Biography
Simon Wills is a prolific, widely performed and broadcast composer for the stage and concert platform with a fast-growing reputation as an accessible but dramatically powerful writer of opera. He is cheerfully anti-modernist in outlook and describes his unorthodox compositional style as "a sort of benign semitonality". He is cheerfully anti-modernist in outlook and though his music contains a high degree of intellectual organisation he declines to explain it on the grounds that it is unnecessary to do so. The language is generally very direct, simple and tuneful.

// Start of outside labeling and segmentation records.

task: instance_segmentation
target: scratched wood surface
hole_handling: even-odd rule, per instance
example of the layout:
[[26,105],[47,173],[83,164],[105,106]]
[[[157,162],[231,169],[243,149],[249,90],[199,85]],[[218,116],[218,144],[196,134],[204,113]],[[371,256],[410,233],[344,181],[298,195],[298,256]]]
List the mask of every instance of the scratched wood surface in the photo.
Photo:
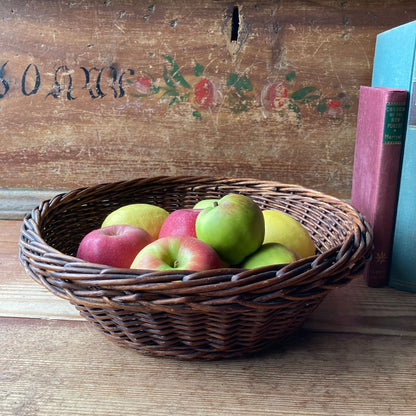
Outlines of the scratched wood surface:
[[0,221],[2,416],[416,414],[416,297],[361,278],[334,290],[289,343],[183,362],[116,346],[19,264]]
[[3,1],[0,188],[153,175],[349,198],[360,85],[413,1]]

The 2009/10 season saw premieres of two major commissioned orchestral works. The Tonhalleorchester Zurich gave an acclaimed first performance of his symphonic poem The Island and the Münchner Philharmoniker toured his Dante symphony, subtitled Malebolge after the ninth circle of Hell in the Divina Commedia. 2011 has been devoted to the completion of two operas, both of which will be produced in Germany and Switzerland during 2012. The Stolen Smells, a commissioned work for Norddeutsche Rundfunk, is a full-sized work with chorus and orchestra which the composer describes as a Buffa Nera. He will conduct the first run of performances in Luzern in January/March 2012, after which it transfers to Hamburg for performances and broadcast by NDR. Du Bist Da, Du Bist Fort, an experimental chamber opera for children, gets its first production in Dusseldorf at the end of the year.
Narrative and conflict are central to his work. His opera, The Secret Agent, to his own libretto, attracted widespread attention at the Feldkirch Festival in Austria: the theme was terrorism and the work ends with one of the singers suicide-bombing the audience. His dramatic setting for double chorus and soloists of Theodor Fontane's ballade Die Bruck am Tay was performed at Bad Kissingen and Feldkirch in 2004 and Moro Lasso - a song for an unseen singer received acclaim at the Cheltenham International Festival in the same year. A sextet called ...without words... was premiered in June 2009 at King's Place in London and Caliban's Boogie, a description of the monster's awakening from sleep and "crying to sleep again" was performed at the St Magnus Festival in 2010. Corpus Christi, first played in Cardiff the same year, is an account of a bout of fever in Mexico City.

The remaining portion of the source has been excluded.